Getting started with Apache Hop on AWS: Part 1

  14 Dec 2020

The goal of this article is to explain how to use Apache Hop on AWS.

In our example, we will install Apache Hop on an EC2 instance and create a simple pipeline to read data from S3 and store it in Redshift. Of course Hop is not limited to reading data from S3 and writing data to Redshift - this is just one out of the many possibilities.

We will spend most time on setting up the AWS environment: We will go beyond setting up a minimum AWS environment so that you get some ideas for further use-cases as well.

I must admit that I could have started this (potential) blog series with running Apache Hop in a Docker Container on AWS Beanstalk, which would have been the easier option (quite likely), however, the steps outlined in this article should be an interesting adventure for someone trying to explore AWS.

Topics like running Apache Hop in a container, using Hop with AWS Lambda and automation will be covered another time (potentially).

We will set up our environment via the AWS console. I will not explain everything in detail here: I assume that you have some experience with AWS and that you’ve played around with Apache Hop.
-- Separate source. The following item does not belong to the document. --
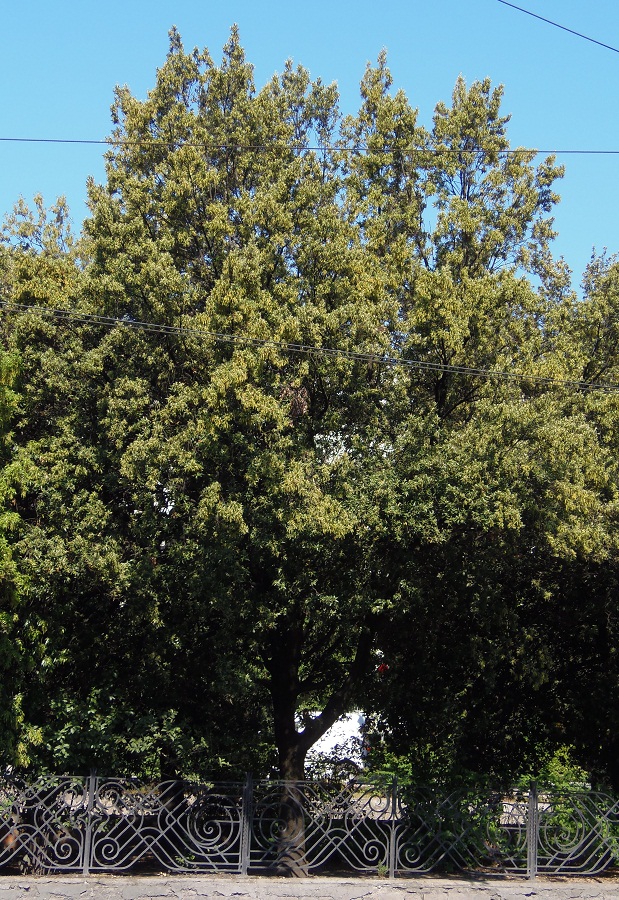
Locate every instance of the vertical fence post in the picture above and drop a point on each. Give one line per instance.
(247, 809)
(532, 830)
(393, 826)
(91, 787)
Creating the AWS Environment

We will create a dedicated VPC with:

  • one public subnet
  • two private subnets: The private subnets will span two Availability Zones (AZ) and host our analystic database, Redshift in this case.
  • Apache Hop will be running on an EC2 instance in the public subnet.

As you can see our analytic database is on fairly stable “feet” (if one EC2 instance in one AZ goes down the other instance in the other AZ will take over), however, Hop in this setup is a single point of failure - something we can live with in the development environment.

Simplified resources diagram:

For each of the resources that we create, we add an extra tag named project with the value hop-tutorial so that we can later on easily search for all the resources we stood up for this project (and hence can easily delete them). I will not necessarily mention this step again later on.

Important: Creating resources on AWS will incur costs, so be mindful of this. I guess that you could get away with using the free-trial option (if you haven’t made use of it already). Keep an eye on the AWS billing page.

We will create the resources via the AWS console (Web UI) in the following order:

Order Area Component Optional Justification/Purpose
1 Network VPC No We need our own network.
2 Network Subnet No We divide our network into smaller controlled zones.
3 Network Elastic IP address Yes Persistent IP address. Might be useful if you are making Hop functionality available via REST endpoints (via Carte/Hop-Server) or if you use WebHop (Web-based GUI).
4 Network Internet Gateway No Access to the internet.
5 Network Route Table No For routing the traffic/creating private and public subnets.
6 Network Security Group No Firewall for our EC2 instance(s) to only allow certain traffic (SSH, HTTP, HTTPS).
7 Network Endpoint Yes To access S3 over a private “line” instead of going via the internet. Definitely optional - I didn’t do this for this tutorial.
8 Storage S3 bucket No To store our input file(s).
9 Analytics Subnet Group No Required to run the Redshift cluster across AZs.
10 Analytics Amazon Redshift Cluster No To store our processed data and have it ready for consumption by front end tools.
11 Authorisation IAMs role No To grant access from our EC2 instance to S3 and Redshift.
12 Compute EC2 instance No To install and run Hop.

The following steps are all executed via the AWS console (Web UI):

Settings below are my own preference for a dev environment - adjust as required.

Naming Conventions: You will realise that I follow a certain convention when assigning names to AWS resources. The first part of the name is the component name, the second part the project acronym and the third part the AWS region. The rest of the pattern varies by AWS component.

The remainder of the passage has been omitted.